Initial commit

julianweise · julianweise · commit 89817fff86f9 · 2019-04-29T12:32:46.000+02:00
diff --git a/.gitignore b/.gitignore
@@ -0,0 +1,70 @@
+# Covers JetBrains IDEs: IntelliJ, RubyMine, PhpStorm, AppCode, PyCharm, CLion, Android Studio and WebStorm
+# Reference: https://intellij-support.jetbrains.com/hc/en-us/articles/206544839
+
+# User-specific stuff
+.idea/**/workspace.xml
+.idea/**/tasks.xml
+.idea/**/usage.statistics.xml
+.idea/**/dictionaries
+.idea/**/shelf
+
+# Generated files
+.idea/**/contentModel.xml
+
+# Sensitive or high-churn files
+.idea/**/dataSources/
+.idea/**/dataSources.ids
+.idea/**/dataSources.local.xml
+.idea/**/sqlDataSources.xml
+.idea/**/dynamic.xml
+.idea/**/uiDesigner.xml
+.idea/**/dbnavigator.xml
+
+# Gradle
+.idea/**/gradle.xml
+.idea/**/libraries
+
+# Gradle and Maven with auto-import
+# When using Gradle or Maven with auto-import, you should exclude module files,
+# since they will be recreated, and may cause churn.  Uncomment if using
+# auto-import.
+# .idea/modules.xml
+# .idea/*.iml
+# .idea/modules
+
+# CMake
+cmake-build-*/
+
+# Mongo Explorer plugin
+.idea/**/mongoSettings.xml
+
+# File-based project format
+*.iws
+
+# IntelliJ
+out/
+
+# mpeltonen/sbt-idea plugin
+.idea_modules/
+
+# JIRA plugin
+atlassian-ide-plugin.xml
+
+# Cursive Clojure plugin
+.idea/replstate.xml
+
+# Crashlytics plugin (for Android Studio and IntelliJ)
+com_crashlytics_export_strings.xml
+crashlytics.properties
+crashlytics-build.properties
+fabric.properties
+
+# Editor-based Rest Client
+.idea/httpRequests
+
+# Android studio 3.1+ serialized cache file
+.idea/caches/build_file_checksums.ser
+
+__pycache__
+venv/
+.idea/
diff --git a/cluster.py b/cluster.py
@@ -0,0 +1,62 @@
+import queue
+from pathlib import Path
+from resources import constant
+
+
+class Entity:
+
+    def __init__(self, name):
+        self.name = name
+        self.wikipedia_page_id = name.split("_")[-1]
+        self.wikidata_id = None
+
+
+class Cluster:
+
+    def __init__(self):
+        self.name = ""
+        self.id = 0
+        self.entities = []
+
+    @staticmethod
+    def create_clusters(cluster_file):
+        input_file = Path(cluster_file)
+        cluster_id = 0
+        cluster_queue = queue.Queue()
+        last_cluster = None
+        with input_file.open() as file:
+            for line in file:
+                if line.startswith(constant.CLUSTER_HEADLINE):
+                    last_cluster = Cluster._create_cluster(cluster_id, line)
+                    cluster_queue.put(last_cluster)

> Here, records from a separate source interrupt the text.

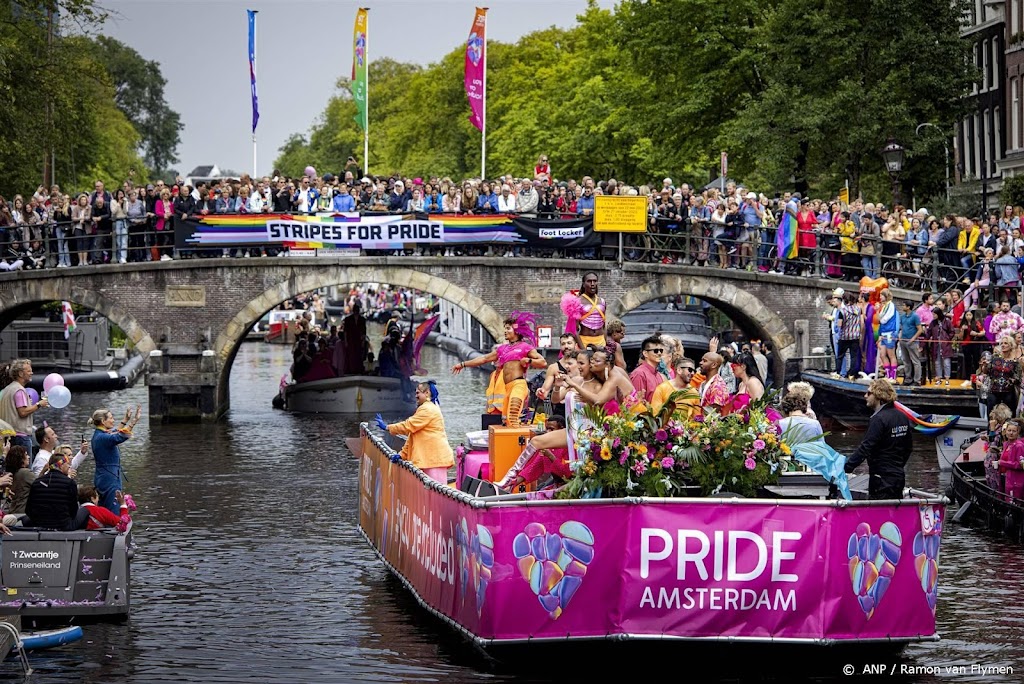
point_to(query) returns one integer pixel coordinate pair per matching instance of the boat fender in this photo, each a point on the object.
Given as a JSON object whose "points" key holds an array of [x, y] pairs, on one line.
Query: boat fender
{"points": [[963, 510]]}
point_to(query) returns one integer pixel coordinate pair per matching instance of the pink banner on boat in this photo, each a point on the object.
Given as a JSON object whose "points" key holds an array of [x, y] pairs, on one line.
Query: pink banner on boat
{"points": [[476, 46], [685, 569]]}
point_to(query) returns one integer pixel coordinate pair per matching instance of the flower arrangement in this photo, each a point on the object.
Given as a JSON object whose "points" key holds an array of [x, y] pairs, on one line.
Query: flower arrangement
{"points": [[667, 456]]}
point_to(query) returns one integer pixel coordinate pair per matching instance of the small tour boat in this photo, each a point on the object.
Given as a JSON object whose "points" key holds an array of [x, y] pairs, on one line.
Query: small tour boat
{"points": [[83, 357], [517, 572], [84, 573], [982, 506], [355, 394], [843, 399]]}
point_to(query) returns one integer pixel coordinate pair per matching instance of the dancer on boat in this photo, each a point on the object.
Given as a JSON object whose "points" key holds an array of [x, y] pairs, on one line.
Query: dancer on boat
{"points": [[585, 312], [518, 353], [427, 445], [599, 383]]}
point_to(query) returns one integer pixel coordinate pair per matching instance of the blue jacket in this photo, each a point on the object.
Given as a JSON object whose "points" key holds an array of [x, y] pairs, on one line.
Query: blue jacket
{"points": [[108, 456], [344, 202]]}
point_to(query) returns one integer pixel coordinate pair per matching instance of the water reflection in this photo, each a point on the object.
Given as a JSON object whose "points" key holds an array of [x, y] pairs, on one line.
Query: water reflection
{"points": [[250, 567]]}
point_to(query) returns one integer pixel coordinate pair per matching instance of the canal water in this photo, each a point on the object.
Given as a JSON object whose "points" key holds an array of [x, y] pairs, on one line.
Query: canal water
{"points": [[250, 568]]}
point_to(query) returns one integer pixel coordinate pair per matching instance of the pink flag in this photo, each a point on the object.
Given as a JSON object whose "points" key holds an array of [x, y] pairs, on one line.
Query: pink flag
{"points": [[476, 62]]}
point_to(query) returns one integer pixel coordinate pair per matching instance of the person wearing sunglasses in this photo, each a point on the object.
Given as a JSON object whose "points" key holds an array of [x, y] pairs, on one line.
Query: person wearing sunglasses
{"points": [[684, 398], [887, 443], [645, 377], [53, 499]]}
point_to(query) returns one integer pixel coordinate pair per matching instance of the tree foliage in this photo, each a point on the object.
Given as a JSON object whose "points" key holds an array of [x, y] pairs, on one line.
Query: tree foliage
{"points": [[801, 93], [60, 99], [138, 87]]}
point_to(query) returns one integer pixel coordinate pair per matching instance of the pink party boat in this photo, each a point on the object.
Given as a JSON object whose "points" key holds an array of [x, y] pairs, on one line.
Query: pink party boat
{"points": [[515, 569]]}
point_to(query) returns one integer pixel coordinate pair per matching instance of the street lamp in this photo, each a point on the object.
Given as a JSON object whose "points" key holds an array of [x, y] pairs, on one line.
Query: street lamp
{"points": [[893, 155], [945, 147]]}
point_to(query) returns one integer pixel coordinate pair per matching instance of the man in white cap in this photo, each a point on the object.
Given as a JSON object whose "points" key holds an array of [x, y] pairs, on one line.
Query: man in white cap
{"points": [[835, 302]]}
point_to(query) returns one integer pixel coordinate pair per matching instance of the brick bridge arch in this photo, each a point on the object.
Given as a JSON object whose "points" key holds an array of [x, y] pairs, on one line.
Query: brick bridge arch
{"points": [[230, 338]]}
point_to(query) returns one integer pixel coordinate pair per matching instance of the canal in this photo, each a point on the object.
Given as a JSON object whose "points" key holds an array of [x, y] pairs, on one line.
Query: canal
{"points": [[250, 568]]}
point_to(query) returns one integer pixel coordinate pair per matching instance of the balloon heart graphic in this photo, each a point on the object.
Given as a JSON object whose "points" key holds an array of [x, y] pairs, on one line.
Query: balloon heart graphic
{"points": [[872, 563], [476, 551], [554, 563], [926, 561]]}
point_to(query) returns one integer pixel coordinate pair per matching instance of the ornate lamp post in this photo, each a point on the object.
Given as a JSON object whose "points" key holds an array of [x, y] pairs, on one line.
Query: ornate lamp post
{"points": [[893, 155]]}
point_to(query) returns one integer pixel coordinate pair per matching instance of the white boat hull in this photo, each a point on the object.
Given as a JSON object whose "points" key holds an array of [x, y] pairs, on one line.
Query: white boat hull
{"points": [[350, 394], [949, 444]]}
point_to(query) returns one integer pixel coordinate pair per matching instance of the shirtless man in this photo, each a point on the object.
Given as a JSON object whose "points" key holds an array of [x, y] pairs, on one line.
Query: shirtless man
{"points": [[514, 357]]}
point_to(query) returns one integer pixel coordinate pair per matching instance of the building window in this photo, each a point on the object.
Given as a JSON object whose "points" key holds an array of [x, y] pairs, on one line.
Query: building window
{"points": [[994, 152], [986, 63], [1015, 114]]}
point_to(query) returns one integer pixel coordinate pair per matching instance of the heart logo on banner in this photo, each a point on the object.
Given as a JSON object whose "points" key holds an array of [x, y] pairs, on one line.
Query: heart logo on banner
{"points": [[476, 557], [554, 563], [926, 552], [872, 563]]}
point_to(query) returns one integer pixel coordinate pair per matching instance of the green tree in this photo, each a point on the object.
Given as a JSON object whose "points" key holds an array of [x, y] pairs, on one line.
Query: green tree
{"points": [[138, 86], [58, 101]]}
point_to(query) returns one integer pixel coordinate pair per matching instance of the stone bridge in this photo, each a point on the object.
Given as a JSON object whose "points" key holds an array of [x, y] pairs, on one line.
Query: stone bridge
{"points": [[197, 312]]}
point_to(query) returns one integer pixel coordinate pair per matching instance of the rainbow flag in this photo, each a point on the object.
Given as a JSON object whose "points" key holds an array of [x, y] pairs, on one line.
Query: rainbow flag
{"points": [[930, 425], [785, 238]]}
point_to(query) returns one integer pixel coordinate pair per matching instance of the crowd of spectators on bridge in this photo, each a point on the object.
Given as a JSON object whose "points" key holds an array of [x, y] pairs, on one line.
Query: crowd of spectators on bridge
{"points": [[723, 226]]}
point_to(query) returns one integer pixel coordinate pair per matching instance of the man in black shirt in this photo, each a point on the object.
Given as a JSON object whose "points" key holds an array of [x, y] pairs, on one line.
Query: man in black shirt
{"points": [[53, 499], [887, 444]]}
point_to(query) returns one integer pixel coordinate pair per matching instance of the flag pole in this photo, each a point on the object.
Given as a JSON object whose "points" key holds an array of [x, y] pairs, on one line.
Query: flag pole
{"points": [[254, 128], [366, 114], [483, 111]]}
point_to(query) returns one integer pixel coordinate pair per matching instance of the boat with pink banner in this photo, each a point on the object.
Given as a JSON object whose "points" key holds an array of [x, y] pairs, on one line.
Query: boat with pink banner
{"points": [[508, 570]]}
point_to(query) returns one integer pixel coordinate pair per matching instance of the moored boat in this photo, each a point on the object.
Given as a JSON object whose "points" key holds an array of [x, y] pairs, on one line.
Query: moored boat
{"points": [[843, 399], [514, 570], [281, 325], [82, 355], [355, 394], [981, 506], [48, 573]]}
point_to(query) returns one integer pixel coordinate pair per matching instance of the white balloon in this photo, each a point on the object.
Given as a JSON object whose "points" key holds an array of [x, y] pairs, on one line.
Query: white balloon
{"points": [[59, 396]]}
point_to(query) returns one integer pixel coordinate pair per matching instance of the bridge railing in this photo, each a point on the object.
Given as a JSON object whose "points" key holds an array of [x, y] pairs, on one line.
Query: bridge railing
{"points": [[693, 243]]}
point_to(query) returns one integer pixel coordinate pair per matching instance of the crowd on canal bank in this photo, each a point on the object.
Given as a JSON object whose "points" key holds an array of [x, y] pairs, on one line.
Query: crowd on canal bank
{"points": [[723, 226], [38, 486]]}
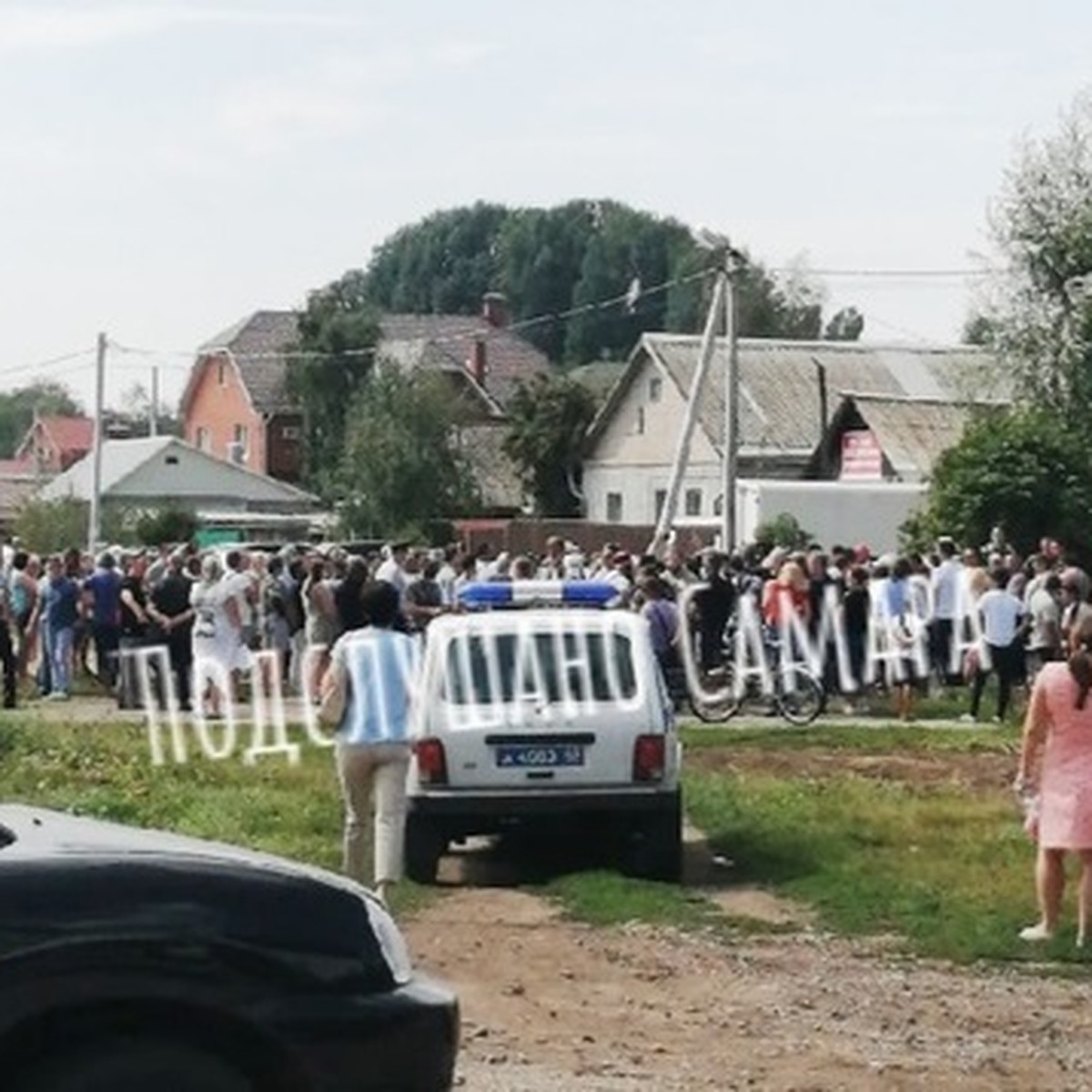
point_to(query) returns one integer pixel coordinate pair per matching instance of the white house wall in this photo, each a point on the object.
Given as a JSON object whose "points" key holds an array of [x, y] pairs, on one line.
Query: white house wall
{"points": [[633, 454]]}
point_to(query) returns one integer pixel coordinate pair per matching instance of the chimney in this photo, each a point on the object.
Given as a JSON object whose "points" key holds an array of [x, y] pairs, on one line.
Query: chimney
{"points": [[495, 309], [478, 361]]}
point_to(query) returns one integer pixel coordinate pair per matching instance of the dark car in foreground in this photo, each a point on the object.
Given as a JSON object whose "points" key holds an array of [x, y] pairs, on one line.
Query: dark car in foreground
{"points": [[135, 960]]}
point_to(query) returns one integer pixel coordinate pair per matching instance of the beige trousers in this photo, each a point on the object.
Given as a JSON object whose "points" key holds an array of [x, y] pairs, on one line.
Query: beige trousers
{"points": [[374, 779]]}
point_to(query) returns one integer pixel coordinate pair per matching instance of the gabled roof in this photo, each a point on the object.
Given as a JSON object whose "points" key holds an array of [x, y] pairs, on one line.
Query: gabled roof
{"points": [[781, 382], [175, 470], [437, 342], [70, 436], [911, 432]]}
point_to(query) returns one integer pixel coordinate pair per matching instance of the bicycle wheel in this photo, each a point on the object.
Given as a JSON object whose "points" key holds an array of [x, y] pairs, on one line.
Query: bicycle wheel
{"points": [[724, 704], [801, 698]]}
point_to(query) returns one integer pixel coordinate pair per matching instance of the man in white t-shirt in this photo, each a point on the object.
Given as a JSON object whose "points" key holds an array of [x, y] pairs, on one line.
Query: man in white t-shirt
{"points": [[1002, 615]]}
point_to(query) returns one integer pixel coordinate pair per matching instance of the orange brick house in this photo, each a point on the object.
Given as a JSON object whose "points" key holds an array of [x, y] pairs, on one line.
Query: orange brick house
{"points": [[238, 404]]}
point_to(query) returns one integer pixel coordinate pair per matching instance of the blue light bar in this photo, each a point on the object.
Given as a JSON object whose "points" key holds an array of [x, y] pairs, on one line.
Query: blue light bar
{"points": [[522, 593]]}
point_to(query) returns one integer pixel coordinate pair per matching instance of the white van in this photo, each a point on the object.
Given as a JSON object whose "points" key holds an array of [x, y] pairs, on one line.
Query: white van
{"points": [[541, 714]]}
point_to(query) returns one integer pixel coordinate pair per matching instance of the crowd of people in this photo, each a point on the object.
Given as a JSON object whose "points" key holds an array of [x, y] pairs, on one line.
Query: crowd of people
{"points": [[959, 615], [949, 616]]}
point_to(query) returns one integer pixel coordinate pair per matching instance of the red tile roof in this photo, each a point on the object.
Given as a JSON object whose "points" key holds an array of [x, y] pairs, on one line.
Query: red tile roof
{"points": [[70, 435]]}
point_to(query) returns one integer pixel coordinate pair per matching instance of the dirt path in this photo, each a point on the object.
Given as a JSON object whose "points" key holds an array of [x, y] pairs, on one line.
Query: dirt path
{"points": [[556, 1006]]}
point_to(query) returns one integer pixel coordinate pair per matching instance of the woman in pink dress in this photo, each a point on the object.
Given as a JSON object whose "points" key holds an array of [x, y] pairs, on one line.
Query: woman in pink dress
{"points": [[1057, 765]]}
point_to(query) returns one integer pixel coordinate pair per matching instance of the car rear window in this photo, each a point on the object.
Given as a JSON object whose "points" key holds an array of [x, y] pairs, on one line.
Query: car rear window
{"points": [[554, 667]]}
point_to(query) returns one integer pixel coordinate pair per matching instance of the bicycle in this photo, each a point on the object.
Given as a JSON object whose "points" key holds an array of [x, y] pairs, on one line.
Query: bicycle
{"points": [[800, 698]]}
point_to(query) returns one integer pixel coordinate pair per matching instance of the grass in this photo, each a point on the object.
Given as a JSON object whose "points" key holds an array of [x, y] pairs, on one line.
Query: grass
{"points": [[942, 867], [105, 771]]}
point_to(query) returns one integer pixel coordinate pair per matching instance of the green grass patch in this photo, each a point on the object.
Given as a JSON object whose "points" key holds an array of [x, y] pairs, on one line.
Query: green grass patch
{"points": [[861, 736], [947, 872], [105, 771]]}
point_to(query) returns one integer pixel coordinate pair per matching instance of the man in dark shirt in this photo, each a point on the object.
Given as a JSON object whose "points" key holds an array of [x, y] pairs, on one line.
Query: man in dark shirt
{"points": [[135, 632], [173, 616], [102, 592]]}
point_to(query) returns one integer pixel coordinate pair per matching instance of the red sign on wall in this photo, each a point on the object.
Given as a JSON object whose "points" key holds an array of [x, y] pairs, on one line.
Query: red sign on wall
{"points": [[862, 459]]}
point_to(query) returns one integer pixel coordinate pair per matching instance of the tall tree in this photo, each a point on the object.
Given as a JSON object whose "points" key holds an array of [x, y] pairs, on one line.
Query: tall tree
{"points": [[401, 467], [339, 333], [549, 420], [1018, 470], [1038, 316], [17, 409], [571, 258]]}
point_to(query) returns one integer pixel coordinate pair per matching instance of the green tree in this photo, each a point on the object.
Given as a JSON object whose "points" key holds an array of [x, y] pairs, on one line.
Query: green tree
{"points": [[49, 527], [1038, 315], [549, 420], [846, 325], [341, 329], [401, 468], [573, 257], [1016, 469], [17, 408]]}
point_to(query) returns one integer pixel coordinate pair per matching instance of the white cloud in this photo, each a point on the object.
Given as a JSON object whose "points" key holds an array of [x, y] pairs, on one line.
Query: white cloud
{"points": [[25, 28], [334, 98]]}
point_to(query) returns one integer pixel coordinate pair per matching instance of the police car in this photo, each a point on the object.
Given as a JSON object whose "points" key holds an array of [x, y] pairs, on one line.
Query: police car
{"points": [[540, 705]]}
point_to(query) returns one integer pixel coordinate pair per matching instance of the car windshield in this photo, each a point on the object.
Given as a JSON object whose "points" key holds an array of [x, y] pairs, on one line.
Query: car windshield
{"points": [[545, 666]]}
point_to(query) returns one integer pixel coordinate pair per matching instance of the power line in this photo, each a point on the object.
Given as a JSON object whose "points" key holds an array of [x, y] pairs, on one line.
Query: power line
{"points": [[20, 369]]}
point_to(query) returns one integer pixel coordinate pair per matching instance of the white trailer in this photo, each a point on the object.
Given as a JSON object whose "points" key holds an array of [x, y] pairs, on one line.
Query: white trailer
{"points": [[831, 512]]}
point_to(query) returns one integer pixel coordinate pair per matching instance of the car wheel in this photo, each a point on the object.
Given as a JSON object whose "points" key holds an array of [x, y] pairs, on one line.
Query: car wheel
{"points": [[655, 847], [425, 845], [131, 1064]]}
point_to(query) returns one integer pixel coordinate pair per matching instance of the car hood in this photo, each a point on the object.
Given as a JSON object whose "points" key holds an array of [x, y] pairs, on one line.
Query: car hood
{"points": [[63, 876]]}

+                    cluster_id += 1
+                    continue
+                last_cluster.entities.append(Entity(line))
+
+        return cluster_queue
+
+    @staticmethod
+    def _create_cluster(cluster_id, line):
+        cluster = Cluster()
+        cluster.id = cluster_id
+        cluster.name = line.split(" ")[-1]
+        return cluster
+
+    def fetch_wikidata_ids(self, mysql_connection):
+        db_cursor = mysql_connection.cursor()
+        entity_ids_list = ",".join([str(x.wikipedia_page_id) for x in self.entities])
+        db_cursor.execute(f"SELECT pp_page, pp_value "
+                                   f"FROM page_props "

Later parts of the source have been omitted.